Mexican women demand end to anti-abortion laws
Mexico City: About 90 non-governmental organisations have urged the Mexican Congress to overturn the country's anti-abortion laws that mandate jail terms of up to 40 years for women who terminate their pregnancies.
Eighteen state legislatures have passed anti-abortion laws in Mexico.
Some 100 activists have staged a demonstration here Thursday to press their demand.
Lawmakers in 18 of 31 Mexican states have approved different legal reforms seeking to guarantee the right to life from the moment of conception.
Elsa Conde, spokesperson for the Right to Choose group, said there is "much concern" in the country about laws that seek to "criminalize women for deciding what to do about their pregnancy, and penalise the use of contraceptives and abortion, even in cases of rape".
She complained that the Gulf coast state of Veracruz has modified Article 4 of the Mexican constitution so that it protects "life from the moment of conception until a natural death".

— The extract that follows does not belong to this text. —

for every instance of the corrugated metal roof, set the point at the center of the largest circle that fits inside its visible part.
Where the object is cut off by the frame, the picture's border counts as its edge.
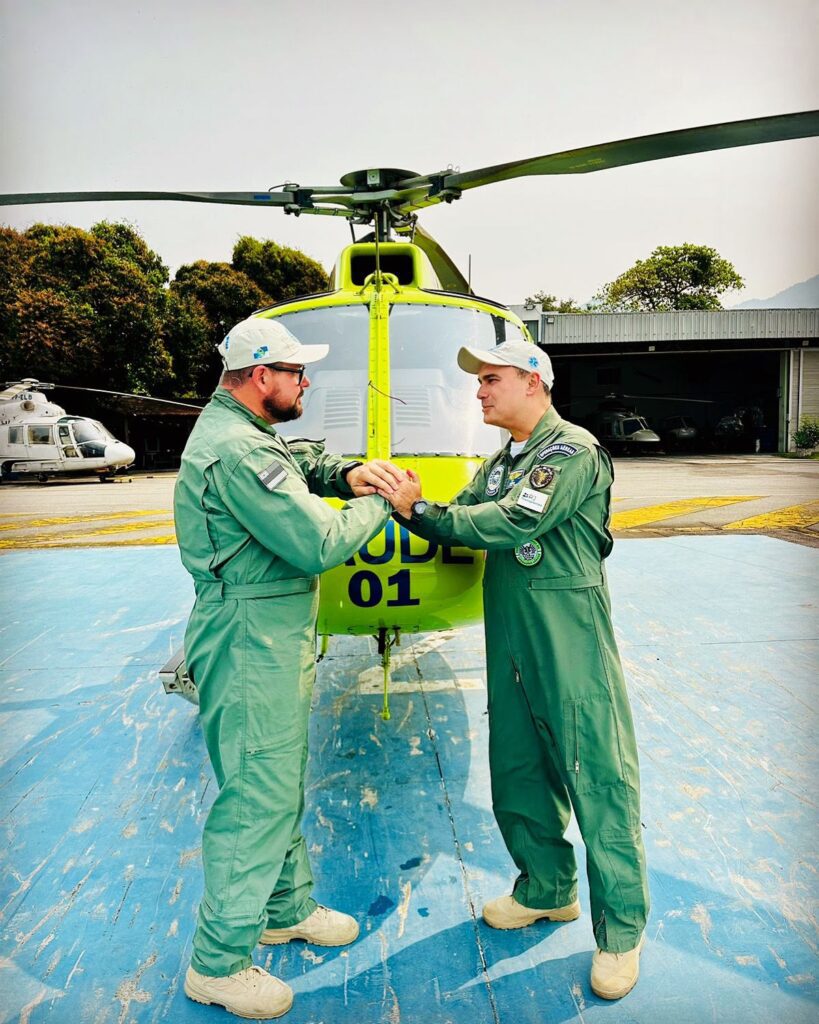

"We demand that federal lawmakers make a commitment to the secular nature of the Mexican state, to keep watch to make sure that federal and local governments guarantee the full use of sexual and reproductive rights, to legislate the decriminalisation of the voluntary interruption of pregnancy, to veto the law passed by the Veracruz legislature," Conde said.
The Mexico City is the only place in the country to have formally decriminalised abortion.